Thalassa Raasch is the ambassador for Portland Buy Local, an organization that encourages consumers to patronize locally owned businesses, rather than large national chains. On Wednesday the organization opened its first office, on Congress Street, reflecting its growth in less than eight years from 20 business members to more than 450.

Raasch grew up in Minnesota and came to Portland in 2012 to study at the Salt Institute. She started working with Portland Buy Local about a year ago and is its only paid employee.

Q: Did you frequent malls and chain stores growing up?

A: The Midwest is full of strip malls, and Minnesota has the Mall of America, but there’s an awareness of the counterpoint to all that.

Minneapolis has one of the highest concentrations of cooperatives, and while there’s great pride in the malls and department stores that originated in Minnesota, people there really love their farmers markets, their food cooperatives and their local artisans and craftsmen. That makes it a lot like Portland.

Q: Is Portland Buy Local able to tap into that attitude?

A: We’re experiencing tremendous growth. We started in 2006 with 20 members and we are at 455, and I’m hoping to push us to 500 by the end of the year.

We’re pushing to become much more present in the community.

Q: Are you absolutists? Do you believe that no one should shop at a chain store if there’s a local alternative?

A: One thing we try to do is create a really positive message, and we do acknowledge that everyone will shop at a bigger store sometimes. It’s part of our culture.

But we’re trying to shift the focus away from doing all your shopping there and recognizing the talent that’s in our own communities. We’ve already put out 20,000 printed directories (of local businesses) and made them available through our members and also at the ferry terminal and the airport.

Q: Do you find a more receptive audience among residents or visitors?

A: I actually think Portlanders are very aware of the buy-local movement, and our campaign has really spread the word. Portlanders are here because of what we are and there’s a lot of pride in that. Portlanders are really disposed to celebrating what we are.

It’s often about letting people know that there’s an opportunity to buy local, to do things like get insurance from a local broker or shift business to a local bank.

When I first moved here and looked through the directory, I discovered so much that I didn’t realize. Sometimes, it’s just a matter of showing people where those places are.

Q: Why is it so important to patronize local businesses?

A: The people running the local businesses, those are your neighbors; they have a stake in our community.

There’s a different awareness and sense of responsibility that’s built into the ownership. You’re also independent, so the owners have control over decision-making in their company.

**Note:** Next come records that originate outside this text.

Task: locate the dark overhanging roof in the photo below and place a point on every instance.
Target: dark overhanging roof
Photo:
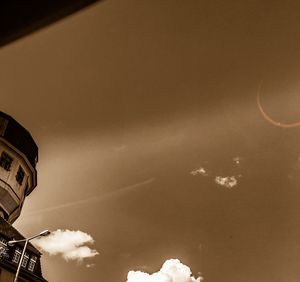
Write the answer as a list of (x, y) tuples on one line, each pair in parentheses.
[(19, 18), (19, 137)]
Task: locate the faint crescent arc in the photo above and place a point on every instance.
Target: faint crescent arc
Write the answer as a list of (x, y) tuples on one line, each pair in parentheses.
[(272, 121)]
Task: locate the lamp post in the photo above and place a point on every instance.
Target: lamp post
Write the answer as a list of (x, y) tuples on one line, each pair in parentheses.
[(26, 240)]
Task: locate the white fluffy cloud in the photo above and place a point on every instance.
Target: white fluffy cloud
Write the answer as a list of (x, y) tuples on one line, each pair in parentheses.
[(70, 244), (171, 271), (200, 171), (228, 181)]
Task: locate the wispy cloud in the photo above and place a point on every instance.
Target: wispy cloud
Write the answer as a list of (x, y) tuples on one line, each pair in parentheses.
[(227, 181), (171, 271), (200, 171), (72, 245), (106, 196)]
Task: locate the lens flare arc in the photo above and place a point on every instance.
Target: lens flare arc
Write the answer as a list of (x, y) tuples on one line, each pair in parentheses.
[(271, 120)]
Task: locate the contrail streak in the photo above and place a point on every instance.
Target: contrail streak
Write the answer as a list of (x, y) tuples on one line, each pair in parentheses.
[(106, 196), (269, 119)]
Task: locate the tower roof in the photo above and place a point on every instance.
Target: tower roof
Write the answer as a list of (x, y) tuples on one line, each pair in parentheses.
[(19, 137)]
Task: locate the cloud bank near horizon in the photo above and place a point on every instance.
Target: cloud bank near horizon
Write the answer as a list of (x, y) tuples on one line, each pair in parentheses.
[(71, 245), (171, 271)]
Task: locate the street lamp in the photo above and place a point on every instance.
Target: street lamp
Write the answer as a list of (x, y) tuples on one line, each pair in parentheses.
[(26, 240)]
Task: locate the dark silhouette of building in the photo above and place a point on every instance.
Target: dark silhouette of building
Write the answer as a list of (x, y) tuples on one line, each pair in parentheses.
[(18, 18), (18, 178)]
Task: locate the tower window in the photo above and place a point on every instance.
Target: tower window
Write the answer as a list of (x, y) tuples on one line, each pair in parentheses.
[(25, 260), (17, 255), (32, 263), (20, 175), (5, 161)]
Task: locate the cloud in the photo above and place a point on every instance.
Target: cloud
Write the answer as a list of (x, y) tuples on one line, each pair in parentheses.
[(171, 271), (70, 244), (94, 199), (200, 171), (228, 181)]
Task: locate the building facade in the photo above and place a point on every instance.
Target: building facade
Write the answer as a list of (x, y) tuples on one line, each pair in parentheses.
[(18, 178)]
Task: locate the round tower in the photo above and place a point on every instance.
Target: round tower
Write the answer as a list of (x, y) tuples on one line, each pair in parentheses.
[(18, 158)]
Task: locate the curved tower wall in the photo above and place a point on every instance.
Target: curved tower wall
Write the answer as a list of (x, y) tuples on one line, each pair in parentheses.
[(18, 156)]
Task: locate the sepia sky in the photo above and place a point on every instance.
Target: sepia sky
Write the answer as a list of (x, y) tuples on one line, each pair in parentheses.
[(151, 139)]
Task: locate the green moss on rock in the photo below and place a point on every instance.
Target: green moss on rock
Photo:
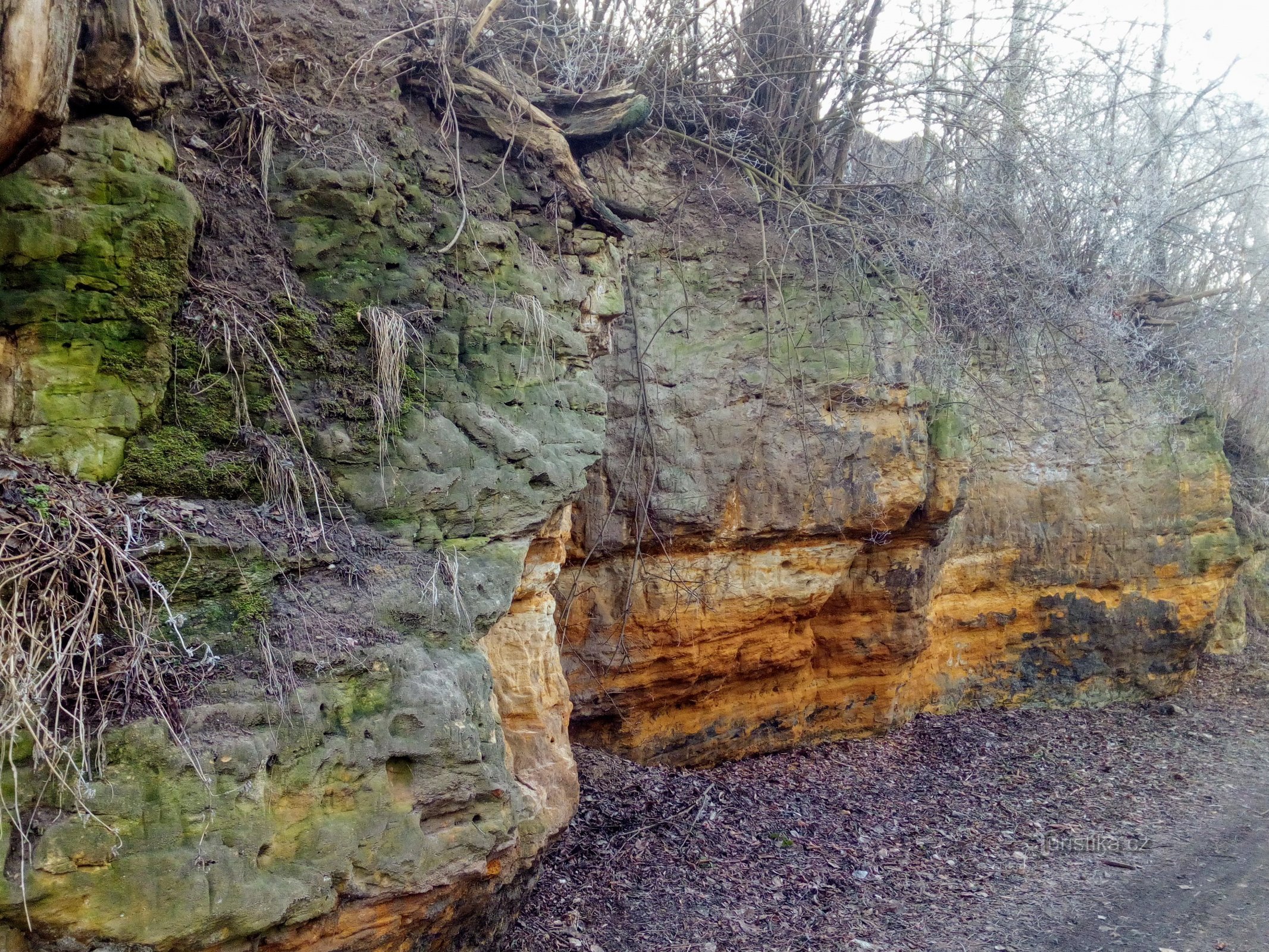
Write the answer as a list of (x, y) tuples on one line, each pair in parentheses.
[(177, 462), (94, 246)]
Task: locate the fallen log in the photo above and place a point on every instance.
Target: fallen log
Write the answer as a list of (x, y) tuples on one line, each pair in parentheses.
[(126, 61), (487, 106), (37, 56)]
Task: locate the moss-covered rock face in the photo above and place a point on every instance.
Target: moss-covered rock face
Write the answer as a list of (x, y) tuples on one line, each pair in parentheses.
[(94, 246), (383, 777), (503, 415), (839, 544)]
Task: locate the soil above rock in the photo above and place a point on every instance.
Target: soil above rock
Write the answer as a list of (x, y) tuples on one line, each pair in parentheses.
[(1132, 826)]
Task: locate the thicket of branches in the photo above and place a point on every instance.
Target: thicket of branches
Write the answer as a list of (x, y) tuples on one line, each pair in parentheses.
[(1060, 188)]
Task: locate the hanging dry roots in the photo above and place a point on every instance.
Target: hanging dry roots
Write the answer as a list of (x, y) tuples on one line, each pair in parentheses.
[(87, 636)]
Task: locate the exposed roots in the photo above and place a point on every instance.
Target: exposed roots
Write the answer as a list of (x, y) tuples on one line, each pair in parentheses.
[(87, 635)]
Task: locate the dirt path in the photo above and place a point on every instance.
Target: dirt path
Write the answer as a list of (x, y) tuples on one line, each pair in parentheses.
[(953, 834), (1208, 889)]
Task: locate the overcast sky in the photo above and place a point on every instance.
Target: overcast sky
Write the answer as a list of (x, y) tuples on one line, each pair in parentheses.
[(1206, 39), (1210, 33)]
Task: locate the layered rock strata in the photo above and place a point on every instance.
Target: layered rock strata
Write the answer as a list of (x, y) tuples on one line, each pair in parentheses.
[(794, 537), (380, 748)]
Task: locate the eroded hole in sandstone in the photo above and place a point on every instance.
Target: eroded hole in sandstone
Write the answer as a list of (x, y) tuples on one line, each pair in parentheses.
[(404, 725)]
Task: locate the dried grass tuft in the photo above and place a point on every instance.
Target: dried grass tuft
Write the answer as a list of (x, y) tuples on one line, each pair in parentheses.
[(87, 636)]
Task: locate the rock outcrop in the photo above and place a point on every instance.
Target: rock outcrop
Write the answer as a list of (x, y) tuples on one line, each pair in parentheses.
[(792, 537), (94, 248), (380, 747), (700, 497)]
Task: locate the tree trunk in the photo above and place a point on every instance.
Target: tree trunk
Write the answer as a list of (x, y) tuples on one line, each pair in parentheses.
[(127, 61), (37, 56)]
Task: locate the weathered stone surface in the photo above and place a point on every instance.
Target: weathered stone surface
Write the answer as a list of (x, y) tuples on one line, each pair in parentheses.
[(386, 744), (94, 243), (504, 416), (829, 547)]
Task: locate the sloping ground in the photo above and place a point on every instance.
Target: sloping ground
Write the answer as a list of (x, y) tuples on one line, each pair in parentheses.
[(969, 832)]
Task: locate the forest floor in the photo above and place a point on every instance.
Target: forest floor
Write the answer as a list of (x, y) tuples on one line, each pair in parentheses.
[(1135, 826)]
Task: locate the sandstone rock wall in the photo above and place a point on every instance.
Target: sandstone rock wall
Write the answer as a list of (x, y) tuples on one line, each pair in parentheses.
[(720, 470), (380, 748), (794, 536)]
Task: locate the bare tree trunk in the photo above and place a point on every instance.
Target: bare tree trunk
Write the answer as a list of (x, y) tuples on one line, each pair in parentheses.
[(123, 62), (861, 82), (37, 56), (1010, 137), (1157, 254)]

It’s not just helping our local economy, it’s supporting our neighbors and friends and the people that keep this place great.

For every $100 spent at a locally owned business, $45 stays in the local economy, creating jobs and expanding the city’s tax base. For every $100 spent at a national chain or franchise store, only $14 remains in the community.

On a personal level, I’m working for Portland Buy Local because I’m passionate about this. I’m pretty young, I’m 27, and it’s all about setting an example that you can stay here and Maine will support your creativity and your entrepreneurial spirit.

It would be easy for me to buy everything at the same place, but when I buy local I see the owners and workers around all the time, and it’s incredible to see that kind of support system in place.

And timing-wise, this is super important in Maine right now. We’re getting a lot of national attention as a great place to live and work, and that’s attracting a lot of outside investment, but this is the time to reinforce our local economy and community.

Q: There’s a strong local component in the restaurant industry now, where people want the food they’re served to come from local farms. Is that approach, local sourcing, found in other businesses?

A: It’s absolutely the case! Nancy Lawrence of Portmanteau is sewing bags in the Old Port, and she supports the local artisans who show (their work) in her shop and is trying to find materials from local companies as much as she can.

When you run a small business, you know how hard it is to be a local business person, so you’re trying to support other local businesses as well. It goes back to the neighbors concept, encapsulating economics, supporting other artisans and local businesses. And local businesses are way more likely to put money back into nonprofits and local charities.

Q: Are there economic sectors where Portland Buy Local needs a stronger presence?

A: We’re always trying to be all-inclusive. If there’s a membership sector we’d like to see grow, we’d like to reach more lodging members.

We support the Mercury Inn as one of our members, and there are some amazing inns in Portland that offer a diversified take on the city.

We also just want to reach more people in our community. It involves educating individual citizens, as well as schools and our members about what other businesses are out there.

Then there’s group branding and promotion of our members and a third area of creating strong relationships with local businesses and the media.

Q: Other communities have buy-local campaigns, including neighboring South Portland. Do you work together on a regional approach?

A: We’ve talked about that as a grand vision for the future and we might want to partner with them, but right now, we’re focusing on serving our members first.

That’s our priority for the next few years and as for where we go in the longer term, we’re excited about the idea of reaching out to people who do the same work we do in Maine.

Q: Do you ever shop at Walmart or Target?

A: It’s been a while, but I do sometimes buy cat food at Target.

But I have shifted my spending significantly just by learning more about what exists here, and if everyone was doing that, what a difference that would make for Portland our local economy and community.